11-01-2001. Segunda sección del Análisis ESPECIAL del mes de diciembre de 2001
del Servicio analítico-informativo de la RED VASCA ROJA
La lucha de clases en Euskal Herria Sur en el 2001. La opacidad capitalista que disfraza y oculta una realidad básica quíntuplemente dual. Bonanza y penuria, sufrientes y satisfechos, oprimidos y portadores del “síndrome del colonizado”. Galería de perseguidos y masacrados: jóvenes, mujeres, jubilatas, excluídos y euskaltzales. Y VASCOS EN GENERAL.

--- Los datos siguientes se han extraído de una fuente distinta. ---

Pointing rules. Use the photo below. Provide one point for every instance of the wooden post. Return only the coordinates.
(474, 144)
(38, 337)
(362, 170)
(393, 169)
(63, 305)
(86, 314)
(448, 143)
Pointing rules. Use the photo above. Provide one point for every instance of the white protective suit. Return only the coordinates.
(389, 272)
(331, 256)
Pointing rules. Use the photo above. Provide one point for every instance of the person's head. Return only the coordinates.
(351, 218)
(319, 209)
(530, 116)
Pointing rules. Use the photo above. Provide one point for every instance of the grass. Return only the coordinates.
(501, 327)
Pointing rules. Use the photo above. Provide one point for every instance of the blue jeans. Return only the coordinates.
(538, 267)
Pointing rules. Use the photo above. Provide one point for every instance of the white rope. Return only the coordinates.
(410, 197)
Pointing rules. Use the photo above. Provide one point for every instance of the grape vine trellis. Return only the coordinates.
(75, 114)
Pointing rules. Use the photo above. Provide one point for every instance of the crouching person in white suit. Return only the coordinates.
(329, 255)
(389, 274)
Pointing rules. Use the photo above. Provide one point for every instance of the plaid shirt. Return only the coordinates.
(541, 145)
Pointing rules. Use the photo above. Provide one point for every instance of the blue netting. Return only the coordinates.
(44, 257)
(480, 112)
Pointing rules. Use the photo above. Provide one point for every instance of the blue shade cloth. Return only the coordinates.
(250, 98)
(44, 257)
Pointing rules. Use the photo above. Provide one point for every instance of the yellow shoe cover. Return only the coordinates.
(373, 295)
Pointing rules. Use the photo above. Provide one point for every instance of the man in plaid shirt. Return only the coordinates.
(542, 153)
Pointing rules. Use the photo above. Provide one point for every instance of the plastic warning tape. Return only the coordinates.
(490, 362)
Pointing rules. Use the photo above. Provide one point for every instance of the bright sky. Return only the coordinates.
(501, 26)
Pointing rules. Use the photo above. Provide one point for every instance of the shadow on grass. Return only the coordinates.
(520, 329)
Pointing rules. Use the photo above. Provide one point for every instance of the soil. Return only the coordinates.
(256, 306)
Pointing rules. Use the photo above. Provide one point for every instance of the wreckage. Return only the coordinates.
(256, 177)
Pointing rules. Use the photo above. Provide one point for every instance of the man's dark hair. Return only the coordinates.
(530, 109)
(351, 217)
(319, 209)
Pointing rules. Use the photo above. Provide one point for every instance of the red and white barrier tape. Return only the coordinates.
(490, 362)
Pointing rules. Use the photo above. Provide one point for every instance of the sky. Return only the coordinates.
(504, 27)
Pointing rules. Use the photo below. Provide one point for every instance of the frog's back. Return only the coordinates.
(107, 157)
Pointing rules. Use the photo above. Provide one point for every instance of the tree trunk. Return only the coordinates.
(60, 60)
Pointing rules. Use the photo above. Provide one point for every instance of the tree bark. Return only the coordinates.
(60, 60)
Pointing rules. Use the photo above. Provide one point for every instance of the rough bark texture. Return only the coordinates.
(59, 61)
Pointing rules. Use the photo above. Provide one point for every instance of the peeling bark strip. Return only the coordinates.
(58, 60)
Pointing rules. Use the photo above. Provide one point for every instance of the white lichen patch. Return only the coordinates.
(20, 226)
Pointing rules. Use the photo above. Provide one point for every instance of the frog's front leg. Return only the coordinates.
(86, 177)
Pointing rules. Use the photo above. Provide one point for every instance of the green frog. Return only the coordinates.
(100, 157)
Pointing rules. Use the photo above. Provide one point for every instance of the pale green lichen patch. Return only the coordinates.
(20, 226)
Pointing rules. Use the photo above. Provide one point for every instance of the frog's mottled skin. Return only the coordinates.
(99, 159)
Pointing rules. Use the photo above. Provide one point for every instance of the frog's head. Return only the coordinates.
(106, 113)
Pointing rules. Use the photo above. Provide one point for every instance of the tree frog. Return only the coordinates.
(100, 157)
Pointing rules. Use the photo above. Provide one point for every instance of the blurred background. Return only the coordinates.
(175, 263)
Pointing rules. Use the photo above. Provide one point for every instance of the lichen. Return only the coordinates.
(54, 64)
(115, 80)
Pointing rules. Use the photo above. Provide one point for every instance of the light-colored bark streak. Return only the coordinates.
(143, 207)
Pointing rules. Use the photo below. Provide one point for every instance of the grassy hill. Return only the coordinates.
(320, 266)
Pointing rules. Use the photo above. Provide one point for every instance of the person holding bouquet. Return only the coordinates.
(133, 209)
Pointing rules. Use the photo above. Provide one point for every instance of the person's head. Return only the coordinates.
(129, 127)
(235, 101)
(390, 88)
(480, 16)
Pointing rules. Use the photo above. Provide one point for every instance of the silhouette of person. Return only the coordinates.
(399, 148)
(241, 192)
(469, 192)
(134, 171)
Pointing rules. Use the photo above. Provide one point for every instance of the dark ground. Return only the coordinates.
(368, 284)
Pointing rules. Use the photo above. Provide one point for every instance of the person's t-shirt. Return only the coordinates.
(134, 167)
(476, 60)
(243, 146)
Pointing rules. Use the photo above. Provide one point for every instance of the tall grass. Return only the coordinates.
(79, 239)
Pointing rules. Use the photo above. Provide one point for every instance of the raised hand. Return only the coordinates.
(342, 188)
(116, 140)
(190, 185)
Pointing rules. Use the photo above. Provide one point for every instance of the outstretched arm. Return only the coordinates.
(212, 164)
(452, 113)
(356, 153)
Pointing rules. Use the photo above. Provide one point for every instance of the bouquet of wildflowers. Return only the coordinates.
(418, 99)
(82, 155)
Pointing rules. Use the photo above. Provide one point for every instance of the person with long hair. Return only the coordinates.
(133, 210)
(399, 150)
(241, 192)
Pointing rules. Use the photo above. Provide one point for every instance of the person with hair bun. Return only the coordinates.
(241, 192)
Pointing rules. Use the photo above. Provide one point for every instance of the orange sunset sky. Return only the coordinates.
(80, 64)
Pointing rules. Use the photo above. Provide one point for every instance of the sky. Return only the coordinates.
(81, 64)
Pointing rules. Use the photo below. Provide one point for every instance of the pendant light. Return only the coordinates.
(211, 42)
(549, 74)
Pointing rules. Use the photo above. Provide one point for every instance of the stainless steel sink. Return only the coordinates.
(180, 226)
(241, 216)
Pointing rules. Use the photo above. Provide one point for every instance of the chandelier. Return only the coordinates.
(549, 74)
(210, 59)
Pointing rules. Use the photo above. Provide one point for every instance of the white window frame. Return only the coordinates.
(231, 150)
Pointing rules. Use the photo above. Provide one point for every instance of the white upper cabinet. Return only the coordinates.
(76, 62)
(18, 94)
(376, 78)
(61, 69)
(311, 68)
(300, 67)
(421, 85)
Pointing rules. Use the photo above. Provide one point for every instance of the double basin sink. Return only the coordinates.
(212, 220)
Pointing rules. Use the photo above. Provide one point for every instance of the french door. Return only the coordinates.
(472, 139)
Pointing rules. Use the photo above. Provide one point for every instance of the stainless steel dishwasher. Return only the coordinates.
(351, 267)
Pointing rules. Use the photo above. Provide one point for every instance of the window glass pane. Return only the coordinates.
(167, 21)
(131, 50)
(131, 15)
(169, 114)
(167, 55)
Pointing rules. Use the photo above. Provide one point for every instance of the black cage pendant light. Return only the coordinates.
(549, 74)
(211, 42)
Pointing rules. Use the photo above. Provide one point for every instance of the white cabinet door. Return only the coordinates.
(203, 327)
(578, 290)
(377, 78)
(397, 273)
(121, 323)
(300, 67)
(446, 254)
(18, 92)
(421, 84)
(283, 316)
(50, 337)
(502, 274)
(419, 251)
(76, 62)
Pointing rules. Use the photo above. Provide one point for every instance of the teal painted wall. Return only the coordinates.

Yo me acuso. Me apostrofo: ¡La economía, estúpido!. ¡La lucha de clases, estúpido!. Parece mentira. Años y años recitando de memoria este párrafo crucial del crucial PRÓLOGO DE LA CONTRIBUCION A LA CRÍTICA DE LA ECONOMIA POLITICA de Karl Marx:
"El conjunto de estas relaciones de producción forma la estructura económica de la sociedad, la base real sobre la que se levanta la superestructura jurídica y política y a la que corresponden determinadas formas de conciencia social. El modo de producción de la vida material condiciona el proceso de la vida social, política y espiritual en general. No es la conciencia del hombre la que determina su ser, sino, por el contrario, el ser social es lo que determina su conciencia",
para luego olvidarlo en la práctica. El método utilizado para el trabajo de atisbar, de observar la realidad cotidiana de Euskal Herria para luego reflejarla en estos análisis, el esfuerzo por vislumbrar las líneas de fuerza que la atraviesan, de conjeturar cuál puede ser su evolución previsible, de estar atento a las rupturas, a las discontinuidades que abruptamente rompen tendencias, de que no se me escapen los "efectos mariposa" de sus configuraciones caóticas, acarrea una casi inevitable acumulación de inercias mentales y una deriva peligrosa. Como quiera que "la materia prima" de esas observaciones está constituida por las noticias, por las informaciones sobre la acción (y los resultados de la misma) de los agentes (individuos o grupos) que protagonizan "la actualidad" corro el riesgo de quedar "enganchado" a las idas y venidas, a las vueltas y revueltas de esos agentes. Perdiendo de vista "los eventos consuetudinarios que acontecen en la rúa". Es decir, "lo que pasa en la calle".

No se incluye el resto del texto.